Drs Nathan Steinle, Adrienne Scott, Carl Regillo, and Prethy Rao comment on loading dose recommendations for faricimab or other anti-VEGF therapies in the treatment of DME.
Nathan Steinle, MD: Back to faricimab, we talked earlier about loading doses. I’m really curious, Dr Rao, the question is coming your way this time. In the trials, they had loading doses, and on-label you had to do 4 loading doses or 6 loading doses of faricimab, then move on to extended therapy. What do you do with your DME [diabetic macular edema] population? Do you load these patients?
Prethy Rao, MD, MPH: No, I don’t. I mean I do….

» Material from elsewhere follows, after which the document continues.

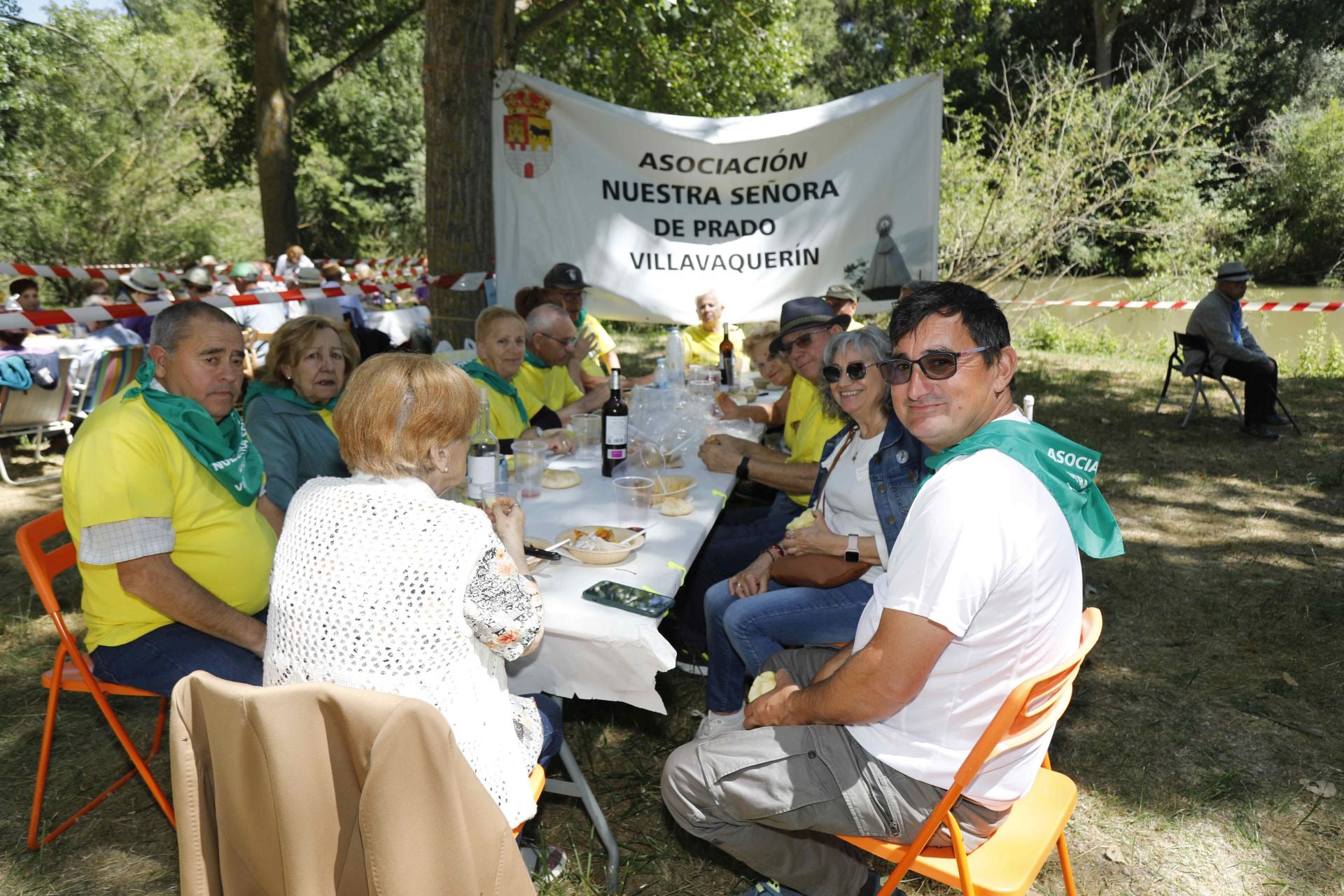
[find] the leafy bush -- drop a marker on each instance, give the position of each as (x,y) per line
(1322,354)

Nathan Steinle, MD: Dr Scott is getting mad.
Prethy Rao, MD, MPH: The purist, I’m a bit afraid. Along with the disease state of these patients is the treatment burden and having a bunch of other appointments for them to get to. I stick with my previous approach of 3 doses in a row, and then I’ll start to extend them a bit further. But I think 6 might be a little harder in the diabetic population because you want to build trust with the patient as well, and you don’t want them to be on this injection train of, oh man, this is happening forever. That’s 6 months of treatment, and they have to get to their other appointments, so I stick with 3.
Carl Regillo, MD, FACS, FASRS: Although I agree with you, there’s no fixed induction. The unfortunate reality is DME is a slower responding condition, and you often do need monthly treatments for 4, 5, 6 injections, and so I don’t want to start extending until I think the macula is as good as it’s going to get. Unfortunately, DME is particularly treatment heavy in that first year. That slower response, it’s never 1 and done. Very rarely do you get the wow effect from a severely thickened edematous macula to a beautiful macula after just 1 or 2 injections.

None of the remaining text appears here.